Grote minor Sociale wetenschappen Economen

advertisement
Grote minor Sociale wetenschappen
Economen benadrukken traditioneel de markt als belangrijkste organisatievorm, maar
erkennen tegenwoordig steeds meer dat markten sterk afhankelijk zijn van organisaties,
samenwerking, afspraken en collectieve normen en waarden. De coördinatie van
economische activiteiten is met andere woorden een zeer complex proces. Deze
complexiteit vereist dat bij de studie van coördinatie, naast economische inzichten, ook
kennis van andere sociale wetenschappen wordt betrokken.

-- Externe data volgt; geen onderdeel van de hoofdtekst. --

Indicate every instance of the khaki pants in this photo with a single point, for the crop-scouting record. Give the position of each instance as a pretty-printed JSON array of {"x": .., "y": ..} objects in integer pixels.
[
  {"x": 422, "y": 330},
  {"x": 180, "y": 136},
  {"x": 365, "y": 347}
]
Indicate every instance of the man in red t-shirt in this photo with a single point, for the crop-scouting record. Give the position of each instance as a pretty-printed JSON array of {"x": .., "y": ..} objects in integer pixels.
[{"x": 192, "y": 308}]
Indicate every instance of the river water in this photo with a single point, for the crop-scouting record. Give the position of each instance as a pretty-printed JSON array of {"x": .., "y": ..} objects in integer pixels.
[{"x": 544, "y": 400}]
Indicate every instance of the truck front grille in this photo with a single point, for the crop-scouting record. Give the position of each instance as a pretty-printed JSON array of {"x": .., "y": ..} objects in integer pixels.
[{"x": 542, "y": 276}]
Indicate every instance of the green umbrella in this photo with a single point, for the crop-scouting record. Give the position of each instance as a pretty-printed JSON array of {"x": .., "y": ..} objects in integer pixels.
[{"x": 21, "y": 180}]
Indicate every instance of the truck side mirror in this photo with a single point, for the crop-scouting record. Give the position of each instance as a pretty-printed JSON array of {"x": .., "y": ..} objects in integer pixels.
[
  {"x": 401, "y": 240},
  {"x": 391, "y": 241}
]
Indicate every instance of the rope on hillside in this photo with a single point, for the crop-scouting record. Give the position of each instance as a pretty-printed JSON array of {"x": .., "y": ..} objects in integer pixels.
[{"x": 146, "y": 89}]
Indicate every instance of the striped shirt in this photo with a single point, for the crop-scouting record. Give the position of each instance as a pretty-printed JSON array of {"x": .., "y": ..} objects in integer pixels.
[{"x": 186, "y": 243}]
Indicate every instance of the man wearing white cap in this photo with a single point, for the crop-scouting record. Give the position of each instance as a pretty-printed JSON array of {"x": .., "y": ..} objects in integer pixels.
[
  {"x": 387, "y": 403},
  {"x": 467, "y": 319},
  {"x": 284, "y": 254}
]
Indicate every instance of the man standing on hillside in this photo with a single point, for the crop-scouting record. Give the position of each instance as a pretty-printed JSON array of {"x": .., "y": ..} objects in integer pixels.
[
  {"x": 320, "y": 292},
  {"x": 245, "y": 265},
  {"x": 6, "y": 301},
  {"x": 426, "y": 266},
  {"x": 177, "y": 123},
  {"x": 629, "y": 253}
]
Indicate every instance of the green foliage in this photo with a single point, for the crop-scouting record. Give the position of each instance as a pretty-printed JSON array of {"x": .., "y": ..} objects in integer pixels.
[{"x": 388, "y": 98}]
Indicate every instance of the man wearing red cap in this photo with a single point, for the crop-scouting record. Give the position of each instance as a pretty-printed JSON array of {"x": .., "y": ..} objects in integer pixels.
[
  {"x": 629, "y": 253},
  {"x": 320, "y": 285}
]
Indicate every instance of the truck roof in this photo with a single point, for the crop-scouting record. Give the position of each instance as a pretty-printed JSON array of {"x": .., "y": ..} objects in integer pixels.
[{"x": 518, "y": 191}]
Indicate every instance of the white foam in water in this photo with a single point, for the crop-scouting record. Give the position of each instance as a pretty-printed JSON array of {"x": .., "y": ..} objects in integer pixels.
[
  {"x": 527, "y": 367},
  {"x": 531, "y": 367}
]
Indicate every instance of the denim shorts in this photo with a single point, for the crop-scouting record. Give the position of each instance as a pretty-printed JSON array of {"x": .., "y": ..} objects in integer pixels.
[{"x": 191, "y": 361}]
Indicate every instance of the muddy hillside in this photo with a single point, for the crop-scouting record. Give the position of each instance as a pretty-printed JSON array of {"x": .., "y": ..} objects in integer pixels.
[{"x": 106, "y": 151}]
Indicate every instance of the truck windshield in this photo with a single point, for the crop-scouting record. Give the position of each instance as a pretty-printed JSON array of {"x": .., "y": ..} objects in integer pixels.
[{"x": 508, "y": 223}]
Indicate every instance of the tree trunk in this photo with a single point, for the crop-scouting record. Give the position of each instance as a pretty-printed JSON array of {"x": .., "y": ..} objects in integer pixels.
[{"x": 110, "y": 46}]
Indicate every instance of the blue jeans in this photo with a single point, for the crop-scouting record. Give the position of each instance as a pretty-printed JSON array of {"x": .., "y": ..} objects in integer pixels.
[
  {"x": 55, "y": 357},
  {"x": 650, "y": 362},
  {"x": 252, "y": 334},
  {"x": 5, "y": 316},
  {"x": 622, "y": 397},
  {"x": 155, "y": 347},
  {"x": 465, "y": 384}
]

In de grote minor Sociale wetenschappen wordt het coördinatievraagstuk benaderd vanuit
meerdere sociaal wetenschappelijke invalshoeken. Het studieprogramma omvat zowel
economische als andere sociaal wetenschappelijke vakken. Deze zijn gericht op drie
verschillende niveaus van coördinatie: de onderneming, de bedrijfstak of sector en de
nationale economie.
Op het niveau van de onderneming vraagt het management zich af welke activiteiten het
best uitbesteed kunnen worden en hoe het personeel het best kan worden gemotiveerd.
Een centraal thema op ondernemingsniveau is het gedrag van mensen in de organisatie.
Het gaat dan om medewerkers en aandacht voor de vraag op welke manieren zij
gemotiveerd kunnen worden. Bijvoorbeeld wat zijn de voor- en nadelen van
prestatiebeloning, flexibele arbeidscontracten of van een mentorsysteem? In aanvulling op
de economische wetenschap geven in dit geval de sociologie en psychologie inzicht in de
factoren die de arbeidsmotivatie van mensen beïnvloeden.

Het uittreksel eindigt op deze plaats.